Russian sanctions against Gazprom Germania could cost Germany an extra €5bn a year to pay for replacement gas supplies, after Russia decided to stop supplying the energy division.
Gazprom Germania was previously a subsidiary of state-backed Gazprom before it was ditched by its parent company.
This followed the German government putting the company under trustee management after Russia’s invasion of Ukraine.
Since then, the German energy regulator, acting as trustee, has had to buy replacement gas on the market to fulfil supply contracts with German municipal utilities and regional suppliers.
The economy ministry estimates an extra 10m cubic meters per day are required.
A spokesperson told news agency Reuters: “The quantities are procured on the market and at market prices. No information can be given on the exact amounts due to commercial confidentiality.”
German newspaper Welt am Sonntag has estimated the current cost would be around €3.5bn, while further costs could arise from the filling of the Rehden natural gas storage facility – which Economy Minister Robert Habeck ordered last week.
The paper revealed the additional costs would be passed on to energy suppliers and end customers in the form of a gas levy from October.
While Germany dropped its opposition to a ban on Russian oil imports, the country remains dependent on Russia for around half of its gas imports.
This is above the European Union (EU) average, with the trading bloc reliant for approximately 40 per cent of the oil it buys.
It has not joined calls for a potential ban on Russian gas supplies, with only Lithuania unilaterally bringing in an embargo earlier this year.

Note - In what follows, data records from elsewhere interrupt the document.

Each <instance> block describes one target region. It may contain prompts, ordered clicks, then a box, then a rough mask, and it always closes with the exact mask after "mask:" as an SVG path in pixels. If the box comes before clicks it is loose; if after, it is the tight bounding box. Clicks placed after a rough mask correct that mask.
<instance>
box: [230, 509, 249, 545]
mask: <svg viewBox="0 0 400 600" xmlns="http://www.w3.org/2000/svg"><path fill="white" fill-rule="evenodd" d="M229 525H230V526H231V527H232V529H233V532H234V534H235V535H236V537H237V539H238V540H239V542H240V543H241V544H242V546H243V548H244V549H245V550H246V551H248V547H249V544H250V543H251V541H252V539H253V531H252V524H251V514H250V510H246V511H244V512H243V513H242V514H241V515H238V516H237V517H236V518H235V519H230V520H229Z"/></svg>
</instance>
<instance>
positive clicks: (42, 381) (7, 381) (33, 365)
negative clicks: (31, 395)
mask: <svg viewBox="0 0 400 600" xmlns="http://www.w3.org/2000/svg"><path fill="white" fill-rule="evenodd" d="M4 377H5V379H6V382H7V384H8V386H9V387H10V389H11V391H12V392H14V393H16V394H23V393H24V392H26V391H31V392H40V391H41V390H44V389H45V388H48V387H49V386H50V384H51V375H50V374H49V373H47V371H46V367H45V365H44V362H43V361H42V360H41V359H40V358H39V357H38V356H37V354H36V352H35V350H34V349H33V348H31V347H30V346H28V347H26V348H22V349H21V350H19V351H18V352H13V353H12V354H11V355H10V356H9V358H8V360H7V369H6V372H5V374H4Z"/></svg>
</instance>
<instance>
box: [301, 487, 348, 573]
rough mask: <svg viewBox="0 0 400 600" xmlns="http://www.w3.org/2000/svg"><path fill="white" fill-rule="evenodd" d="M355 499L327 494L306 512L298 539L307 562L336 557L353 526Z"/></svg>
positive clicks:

Germany has brought in early-phase emergency plans, which could lead to the government taking control of the country’s gas supplies, following Russian President Vladimir Putin’s decision to sign into law requirements for ‘unfriendly’ buyers to pay in roubles for its gas supplies.
This includes German energy giant Uniper, which has bowed to the request and utilised a murky currency conversion system that technically does not breach sanctions.
By contrast, Dutch company GasTerra has refused to comply, while Poland, Bulgaria and Finland have already seen Russian gas flows cut off into their country.
Gazprom Germania is also the parent company of Gazprom Energy, which suffered an exodus of clients amid Western sanctions on the Kremlin despite previously being the biggest business supplier in the UK.
It is now considering a UK rebrand to disassociate itself from Gazprom, with the firm not selling Kremlin-backed energy supplies.
Instead, it resells gas from the National Grid, which comes from multiple providers including the North Sea industry.
Meanwhile, France is in talks with the United Arab Emirates to replace Russian oil purchases following the finalisation of an EU oil ban last week.
Finance Minister Bruno Le Maire told Europe 1 radio: “There are discussions with the United Arab Emirates. We have to find an alternative to Russian oil.”